Elicitation of Uncertainty: Hard and Soft Perspectives - Simon French
Bayesian analysis requires that one addresses many uncertainties, modelling those that can be with subjective probabilities. These probabilities need eliciting either in their entirety or partially via prior distributions which are updated in the light of data during the analysis. Some uncertainties, however, are not easily modelled probabilistically, either because they are deep or because they relate to uncertainties in the modelling process itself. In this paper we discuss the elicitation and communication of all uncertainties to ensure that the users of the analysis are provided with a clear understanding of the residual uncertainties. Moreover, we also consider whose probability should be elicited and addressed by the analysis, arguing that the answer may be different in the varied contexts of Bayesian statistical, risk and decision analyses
A Bayesian MCMC framework for learning and reasoning with staged tree models - Manuele Leonelli
Staged trees are capable of graphically representing a wide array of asymmetric conditional independences between categorical random variables. Both frequentist and Bayesian learning algorithms have been defined which return an optimal staged tree according to a chosen criterion, for instance BIC or MAP. Here we introduce and study the first approximating learning algorithm for staged trees based on a reversible-jump Metropolis-Hastings routine which explores the space of staged tree models. Novel prior distributions over this space are defined and discussed, beyond the standard uniform prior which has been almost exclusively used in MAP estimates. Approximating algorithms return a sample from the posterior distribution of staged tree models.

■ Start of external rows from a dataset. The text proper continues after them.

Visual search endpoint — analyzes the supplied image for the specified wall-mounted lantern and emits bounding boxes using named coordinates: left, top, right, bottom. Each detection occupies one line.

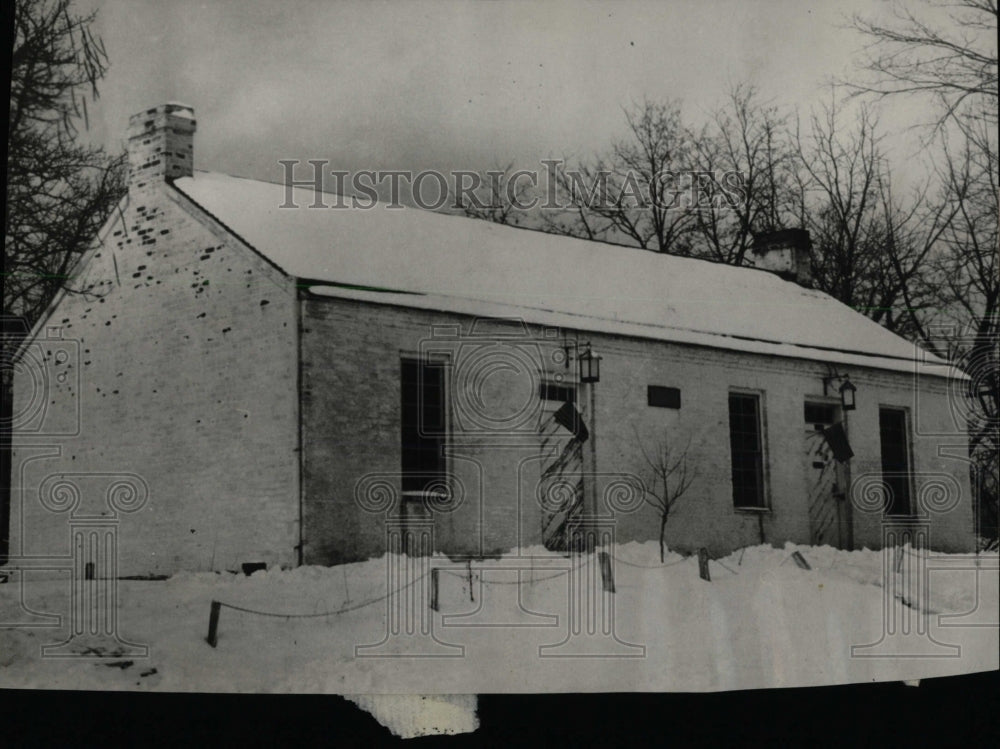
left=563, top=341, right=601, bottom=383
left=578, top=343, right=601, bottom=382
left=839, top=376, right=857, bottom=411
left=823, top=374, right=858, bottom=411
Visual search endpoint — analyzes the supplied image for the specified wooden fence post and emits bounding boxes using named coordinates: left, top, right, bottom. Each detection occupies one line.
left=597, top=551, right=615, bottom=593
left=205, top=601, right=222, bottom=648
left=698, top=546, right=712, bottom=582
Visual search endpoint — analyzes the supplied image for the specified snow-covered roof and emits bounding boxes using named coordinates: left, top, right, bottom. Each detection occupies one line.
left=174, top=172, right=954, bottom=376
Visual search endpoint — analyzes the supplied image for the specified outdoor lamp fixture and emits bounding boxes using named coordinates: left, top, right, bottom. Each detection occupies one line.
left=823, top=374, right=858, bottom=411
left=839, top=376, right=857, bottom=411
left=577, top=343, right=601, bottom=382
left=563, top=341, right=601, bottom=382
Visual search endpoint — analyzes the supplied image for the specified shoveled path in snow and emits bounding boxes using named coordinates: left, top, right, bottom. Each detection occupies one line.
left=0, top=543, right=1000, bottom=694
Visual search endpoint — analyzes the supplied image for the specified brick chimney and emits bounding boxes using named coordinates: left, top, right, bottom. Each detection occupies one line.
left=127, top=102, right=196, bottom=192
left=750, top=229, right=812, bottom=289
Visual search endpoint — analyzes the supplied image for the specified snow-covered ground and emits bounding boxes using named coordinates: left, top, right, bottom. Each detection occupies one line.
left=0, top=543, right=1000, bottom=694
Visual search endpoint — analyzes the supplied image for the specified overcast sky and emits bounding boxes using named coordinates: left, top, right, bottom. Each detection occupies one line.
left=79, top=0, right=932, bottom=185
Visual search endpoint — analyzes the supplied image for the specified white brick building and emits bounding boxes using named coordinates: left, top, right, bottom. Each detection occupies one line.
left=5, top=105, right=974, bottom=574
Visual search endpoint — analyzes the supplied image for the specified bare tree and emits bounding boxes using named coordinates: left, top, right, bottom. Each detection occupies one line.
left=846, top=0, right=1000, bottom=537
left=0, top=0, right=124, bottom=564
left=545, top=100, right=694, bottom=254
left=636, top=432, right=697, bottom=563
left=690, top=83, right=797, bottom=265
left=450, top=161, right=534, bottom=226
left=846, top=0, right=998, bottom=148
left=3, top=0, right=124, bottom=327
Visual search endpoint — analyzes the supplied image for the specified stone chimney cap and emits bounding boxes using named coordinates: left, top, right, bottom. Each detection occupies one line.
left=128, top=101, right=194, bottom=127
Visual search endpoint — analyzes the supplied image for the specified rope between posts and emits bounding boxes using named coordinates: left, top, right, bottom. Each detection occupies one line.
left=709, top=559, right=744, bottom=575
left=217, top=572, right=428, bottom=619
left=613, top=556, right=697, bottom=570
left=440, top=561, right=587, bottom=585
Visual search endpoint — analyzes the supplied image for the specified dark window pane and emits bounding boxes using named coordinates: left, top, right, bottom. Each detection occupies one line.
left=538, top=382, right=576, bottom=403
left=400, top=359, right=445, bottom=492
left=878, top=408, right=910, bottom=515
left=646, top=385, right=681, bottom=408
left=805, top=403, right=837, bottom=424
left=729, top=393, right=764, bottom=507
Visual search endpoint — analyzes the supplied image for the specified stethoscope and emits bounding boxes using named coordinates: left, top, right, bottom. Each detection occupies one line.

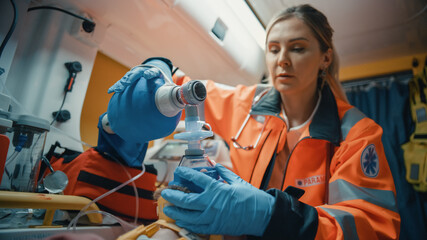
left=231, top=90, right=270, bottom=151
left=231, top=112, right=270, bottom=151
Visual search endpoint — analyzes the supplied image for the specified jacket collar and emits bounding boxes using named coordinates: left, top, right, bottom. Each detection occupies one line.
left=250, top=84, right=341, bottom=146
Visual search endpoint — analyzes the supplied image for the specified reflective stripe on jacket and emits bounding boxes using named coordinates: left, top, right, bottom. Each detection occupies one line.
left=194, top=77, right=400, bottom=239
left=51, top=148, right=157, bottom=224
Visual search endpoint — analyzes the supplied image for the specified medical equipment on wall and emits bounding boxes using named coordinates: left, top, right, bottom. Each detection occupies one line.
left=0, top=114, right=50, bottom=192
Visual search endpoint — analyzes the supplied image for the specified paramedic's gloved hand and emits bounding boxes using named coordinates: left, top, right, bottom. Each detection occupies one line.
left=107, top=57, right=181, bottom=144
left=162, top=164, right=275, bottom=236
left=108, top=66, right=161, bottom=93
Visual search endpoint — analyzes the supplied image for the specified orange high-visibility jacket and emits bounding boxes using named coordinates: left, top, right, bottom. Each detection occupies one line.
left=179, top=77, right=400, bottom=239
left=51, top=148, right=157, bottom=224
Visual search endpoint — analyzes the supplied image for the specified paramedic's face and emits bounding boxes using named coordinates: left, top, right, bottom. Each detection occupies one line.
left=266, top=17, right=330, bottom=96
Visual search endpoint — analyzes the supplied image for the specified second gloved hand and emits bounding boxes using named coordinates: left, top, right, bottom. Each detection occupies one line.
left=162, top=164, right=275, bottom=236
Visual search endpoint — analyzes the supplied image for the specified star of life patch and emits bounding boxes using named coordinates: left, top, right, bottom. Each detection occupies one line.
left=360, top=144, right=380, bottom=178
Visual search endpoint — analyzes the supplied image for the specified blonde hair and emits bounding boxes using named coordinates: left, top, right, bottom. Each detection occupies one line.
left=266, top=4, right=348, bottom=102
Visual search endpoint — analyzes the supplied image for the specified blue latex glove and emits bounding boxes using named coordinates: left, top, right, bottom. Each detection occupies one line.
left=96, top=113, right=148, bottom=167
left=161, top=164, right=275, bottom=236
left=108, top=66, right=161, bottom=93
left=107, top=58, right=181, bottom=144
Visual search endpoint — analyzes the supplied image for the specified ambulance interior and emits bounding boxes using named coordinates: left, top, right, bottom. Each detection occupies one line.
left=0, top=0, right=427, bottom=239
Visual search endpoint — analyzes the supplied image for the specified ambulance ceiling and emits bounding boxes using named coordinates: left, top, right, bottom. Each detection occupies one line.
left=32, top=0, right=427, bottom=85
left=246, top=0, right=427, bottom=66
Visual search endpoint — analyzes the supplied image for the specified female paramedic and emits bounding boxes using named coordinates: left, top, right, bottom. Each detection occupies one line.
left=109, top=5, right=400, bottom=239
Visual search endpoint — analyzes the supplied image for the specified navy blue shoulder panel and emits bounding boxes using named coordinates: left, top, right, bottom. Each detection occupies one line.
left=309, top=84, right=341, bottom=146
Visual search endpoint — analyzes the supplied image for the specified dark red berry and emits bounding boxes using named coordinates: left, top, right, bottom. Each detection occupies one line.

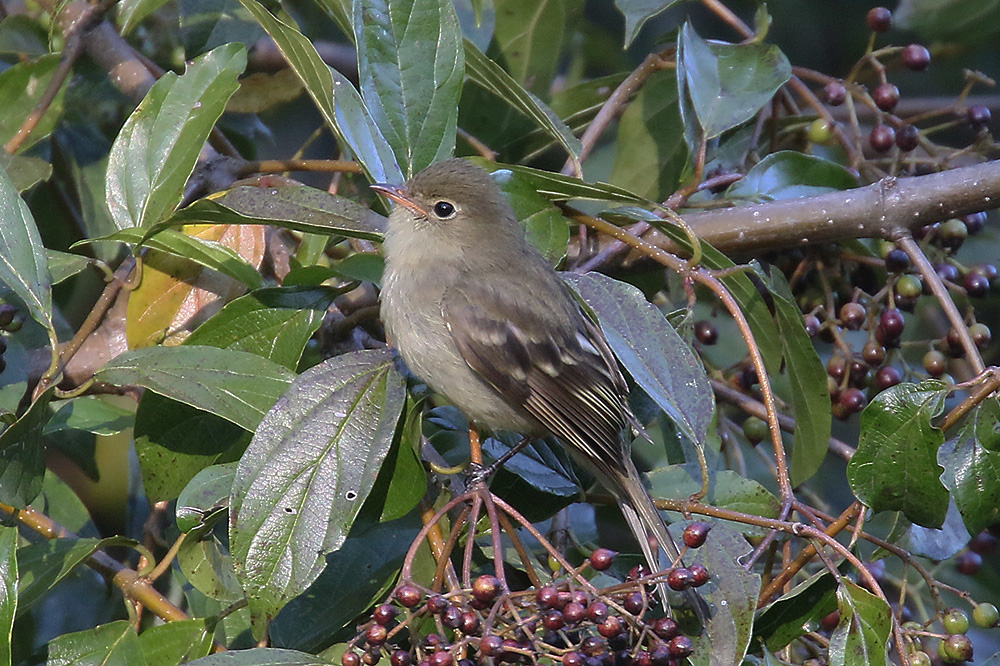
left=542, top=609, right=566, bottom=631
left=580, top=636, right=608, bottom=657
left=462, top=611, right=482, bottom=636
left=688, top=564, right=709, bottom=587
left=823, top=81, right=847, bottom=106
left=694, top=320, right=719, bottom=345
left=427, top=594, right=449, bottom=615
left=875, top=365, right=903, bottom=391
left=969, top=321, right=993, bottom=349
left=670, top=635, right=694, bottom=659
left=861, top=340, right=885, bottom=365
left=896, top=125, right=920, bottom=153
left=427, top=650, right=455, bottom=666
left=826, top=354, right=847, bottom=382
left=590, top=548, right=618, bottom=571
left=962, top=210, right=987, bottom=236
left=865, top=7, right=892, bottom=32
left=365, top=624, right=389, bottom=645
left=587, top=601, right=611, bottom=624
left=649, top=643, right=671, bottom=666
left=879, top=309, right=906, bottom=339
left=441, top=606, right=462, bottom=629
left=667, top=567, right=694, bottom=592
left=840, top=302, right=868, bottom=331
left=872, top=82, right=899, bottom=113
left=840, top=387, right=867, bottom=414
left=372, top=604, right=399, bottom=626
left=962, top=271, right=990, bottom=298
left=597, top=615, right=625, bottom=638
left=535, top=585, right=559, bottom=609
left=622, top=592, right=646, bottom=615
left=479, top=634, right=504, bottom=652
left=868, top=125, right=896, bottom=153
left=684, top=522, right=712, bottom=548
left=396, top=585, right=424, bottom=608
left=965, top=104, right=992, bottom=129
left=955, top=550, right=983, bottom=576
left=934, top=264, right=962, bottom=282
left=903, top=44, right=931, bottom=72
left=802, top=315, right=822, bottom=338
left=653, top=617, right=679, bottom=641
left=563, top=601, right=587, bottom=624
left=472, top=575, right=500, bottom=603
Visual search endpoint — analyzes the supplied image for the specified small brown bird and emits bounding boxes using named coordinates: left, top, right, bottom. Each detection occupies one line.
left=372, top=159, right=709, bottom=623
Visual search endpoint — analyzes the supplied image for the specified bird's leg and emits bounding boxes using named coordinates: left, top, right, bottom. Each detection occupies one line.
left=467, top=428, right=531, bottom=488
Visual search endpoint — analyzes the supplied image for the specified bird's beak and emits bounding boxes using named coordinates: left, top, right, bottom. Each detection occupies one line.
left=368, top=183, right=427, bottom=216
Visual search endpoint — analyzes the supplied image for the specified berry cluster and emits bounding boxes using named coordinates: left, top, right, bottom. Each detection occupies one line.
left=808, top=7, right=991, bottom=160
left=341, top=523, right=709, bottom=666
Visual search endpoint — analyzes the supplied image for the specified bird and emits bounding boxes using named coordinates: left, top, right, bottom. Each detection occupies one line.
left=371, top=158, right=710, bottom=625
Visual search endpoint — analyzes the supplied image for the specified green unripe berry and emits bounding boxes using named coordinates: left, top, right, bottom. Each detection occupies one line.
left=941, top=608, right=969, bottom=634
left=972, top=603, right=1000, bottom=629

This poses challenges on how to summarize the information of this sample. We adapt methodologies from Bayesian clustering to staged tree models and show how uncertainty statements about asymmetric conditional independences can be constructed. This is joint work with Gherardo Varando.
Continuous time Chain Event Graphs - Jack Carter
I will introduce continuous time processes, the assumptions needed for these to be compactly represented by an event tree and current developments in continuous time chain event graphs.